Cerebras has also announced a partnership with Qualcomm to use the latter's AI 100 processor for the inference process of generative AI, which involves making predictions on live traffic. The partnership applies four techniques to reduce the cost of inference, including sparsity, speculative decoding, output conversion into a compiled version, and network architecture search. This collaboration is expected to increase the number of tokens processed on the Qualcomm chip per dollar spent by an order of magnitude.
Key takeaways:
- Cerebras Systems has unveiled the Wafer Scale Engine 3 (WSE-3), the third generation of its AI chip and the world's largest semiconductor. The WSE-3 doubles the rate of instructions carried out, from 62.5 petaFLOPs to 125 petaFLOPs.

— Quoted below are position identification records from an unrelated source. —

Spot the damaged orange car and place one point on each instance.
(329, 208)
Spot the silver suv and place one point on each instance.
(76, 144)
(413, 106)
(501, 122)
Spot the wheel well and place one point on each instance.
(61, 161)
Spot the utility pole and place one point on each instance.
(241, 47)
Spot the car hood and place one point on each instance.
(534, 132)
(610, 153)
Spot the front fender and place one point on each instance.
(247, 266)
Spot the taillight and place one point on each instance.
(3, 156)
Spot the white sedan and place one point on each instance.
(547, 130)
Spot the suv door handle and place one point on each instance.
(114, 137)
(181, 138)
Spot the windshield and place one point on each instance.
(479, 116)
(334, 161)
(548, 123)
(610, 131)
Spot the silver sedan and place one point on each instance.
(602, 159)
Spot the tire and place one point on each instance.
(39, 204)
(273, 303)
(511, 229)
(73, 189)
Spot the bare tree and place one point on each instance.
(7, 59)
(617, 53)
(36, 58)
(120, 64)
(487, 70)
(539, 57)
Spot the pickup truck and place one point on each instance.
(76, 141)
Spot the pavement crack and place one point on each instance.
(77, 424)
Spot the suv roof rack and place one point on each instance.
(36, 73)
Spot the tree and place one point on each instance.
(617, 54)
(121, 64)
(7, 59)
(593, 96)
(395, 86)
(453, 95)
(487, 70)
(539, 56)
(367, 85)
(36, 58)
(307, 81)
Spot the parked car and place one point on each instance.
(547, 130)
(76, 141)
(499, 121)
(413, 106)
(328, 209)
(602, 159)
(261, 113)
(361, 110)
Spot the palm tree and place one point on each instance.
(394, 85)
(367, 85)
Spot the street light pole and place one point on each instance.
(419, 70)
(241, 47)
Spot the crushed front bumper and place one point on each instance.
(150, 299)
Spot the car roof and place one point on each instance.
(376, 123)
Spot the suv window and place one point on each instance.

- The WSE-3 has shrunk its transistors from 7 nanometers to 5 nanometers, boosting the transistor count from 2.6 trillion transistors in WSE-2 to 4 trillion. The chip is manufactured by TSMC, the world's largest contract chipmaker.
- Cerebras' CS-3 computer with WSE-3 can handle a theoretical large language model of 24 trillion parameters, which is an order of magnitude more than top-of-the-line generative AI tools such as OpenAI's GPT-4.
- Cerebras has also unveiled a partnership with Qualcomm to use the latter's AI 100 processor for the inference process of generative AI, which consists of making predictions on live traffic. The partnership applies four techniques to reduce the cost of inference.